FDA; Erdheim-Chester... - Click to enlarge in new windowFDA; Erdheim-Chester Disease. FDA; Erdheim-Chester Disease

"Today's approval of [vemurafenib] for patients with ECD demonstrates how we can apply knowledge of the underlying genetic characteristics of certain malignancies to other cancers," said Richard Pazdur, MD, Director of the FDA's Oncology Center of Excellence and Acting Director of the Office of Hematology and Oncology Products in the FDA's Center for Drug Evaluation and Research. "This product was first approved in 2011 to treat certain patients with melanoma that harbor the BRAF V600E mutation, and we are now bringing the therapy to patients with a rare cancer with no approved therapies."

 

ECD is a slow-growing blood cancer that originates in the bone marrow and causes an increased production of histiocytes.
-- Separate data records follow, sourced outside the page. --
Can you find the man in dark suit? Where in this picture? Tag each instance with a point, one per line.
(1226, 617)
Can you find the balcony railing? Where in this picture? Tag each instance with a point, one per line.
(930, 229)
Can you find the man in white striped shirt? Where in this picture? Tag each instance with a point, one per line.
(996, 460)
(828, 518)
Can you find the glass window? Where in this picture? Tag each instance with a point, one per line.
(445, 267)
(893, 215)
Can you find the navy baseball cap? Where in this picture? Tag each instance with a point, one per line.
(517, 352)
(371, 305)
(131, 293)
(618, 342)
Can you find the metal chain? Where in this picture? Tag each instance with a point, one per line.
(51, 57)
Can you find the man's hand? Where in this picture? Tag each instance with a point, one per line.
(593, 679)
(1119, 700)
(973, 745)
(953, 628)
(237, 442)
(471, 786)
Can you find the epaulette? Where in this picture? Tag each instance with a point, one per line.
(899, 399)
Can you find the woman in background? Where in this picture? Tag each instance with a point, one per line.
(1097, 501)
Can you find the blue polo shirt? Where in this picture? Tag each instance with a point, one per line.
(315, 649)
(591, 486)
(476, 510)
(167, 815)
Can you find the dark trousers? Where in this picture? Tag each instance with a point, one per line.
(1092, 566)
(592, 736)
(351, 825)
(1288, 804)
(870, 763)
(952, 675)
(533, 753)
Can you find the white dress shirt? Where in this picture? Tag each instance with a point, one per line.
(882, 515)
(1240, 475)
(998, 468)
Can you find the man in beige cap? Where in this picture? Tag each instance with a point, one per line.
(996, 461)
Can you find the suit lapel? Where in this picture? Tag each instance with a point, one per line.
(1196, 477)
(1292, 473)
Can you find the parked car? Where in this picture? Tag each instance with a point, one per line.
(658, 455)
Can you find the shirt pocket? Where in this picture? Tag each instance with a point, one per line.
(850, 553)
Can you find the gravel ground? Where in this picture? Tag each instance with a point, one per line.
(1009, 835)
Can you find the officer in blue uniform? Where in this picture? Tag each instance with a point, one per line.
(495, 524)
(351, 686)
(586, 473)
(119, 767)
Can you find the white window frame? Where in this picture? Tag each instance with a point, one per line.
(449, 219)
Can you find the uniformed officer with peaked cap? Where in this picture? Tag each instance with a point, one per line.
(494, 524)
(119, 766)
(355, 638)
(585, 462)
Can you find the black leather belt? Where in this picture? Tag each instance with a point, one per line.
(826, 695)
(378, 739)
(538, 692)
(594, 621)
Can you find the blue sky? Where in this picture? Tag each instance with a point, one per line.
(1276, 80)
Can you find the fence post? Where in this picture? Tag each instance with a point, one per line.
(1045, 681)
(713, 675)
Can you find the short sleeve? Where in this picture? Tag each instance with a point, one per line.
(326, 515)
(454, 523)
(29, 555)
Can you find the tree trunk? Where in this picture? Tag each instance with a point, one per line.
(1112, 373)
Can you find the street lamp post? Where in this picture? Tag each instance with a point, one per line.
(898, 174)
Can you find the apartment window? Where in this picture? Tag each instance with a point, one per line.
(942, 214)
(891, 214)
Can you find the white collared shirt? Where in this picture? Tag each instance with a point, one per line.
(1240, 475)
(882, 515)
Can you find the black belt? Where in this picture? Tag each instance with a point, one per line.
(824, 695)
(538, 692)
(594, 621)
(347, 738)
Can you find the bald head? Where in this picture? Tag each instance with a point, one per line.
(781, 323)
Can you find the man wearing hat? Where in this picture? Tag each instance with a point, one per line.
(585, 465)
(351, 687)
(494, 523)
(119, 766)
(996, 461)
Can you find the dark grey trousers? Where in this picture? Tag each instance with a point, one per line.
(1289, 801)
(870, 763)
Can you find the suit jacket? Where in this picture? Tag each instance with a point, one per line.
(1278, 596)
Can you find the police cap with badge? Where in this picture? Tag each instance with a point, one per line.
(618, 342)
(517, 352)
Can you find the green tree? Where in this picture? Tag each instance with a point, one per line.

Excess histiocytes can result in tumors infiltrating many organs and tissues throughout the body, including the heart, lungs, brain, and others. ECD is estimated to affect 600-700 patients worldwide. Approximately 54 percent of patients with ECD have the BRAF V600 mutation. Patients with ECD have very limited life expectancies.

 

Vemurafenib is a kinase inhibitor that works by blocking certain enzymes that promote cell growth. The efficacy of vemurafenib for the treatment of ECD was studied in 22 ECD patients who were positive for the BRAF V600 mutation. The trial measured the percent of patients who experienced a complete or partial reduction in tumor size. In the trial, 11 patients (50%) experienced a partial response and one patient (4.5%) experienced a complete response.

 

Common side effects of vemurafenib in patients with ECD include arthralgia; small, maculopapular rash; alopecia; fatigue; prolonged QT interval; and papilloma. Severe side effects include the development of new cancers (skin cancer, squamous cell carcinoma, or other cancers), growth of tumors in patients with BRAF wild-type melanoma, hypersensitivity reactions (anaphylaxis and DRESS syndrome), severe skin reactions (Stevens-Johnson syndrome and toxic epidermal necrolysis), QT prolongation, hepatotoxicity, photosensitivity, uveitis, radiation sensitization and radiation recall, kidney failure, Dupuytren's contracture, and plantar fascial fibromatosis.

 

The FDA granted this application Priority Review and Breakthrough Therapy designations for this indication. Vemurafenib also received Orphan Drug designation for this indication, which provides incentives to assist and encourage the development of drugs for rare diseases.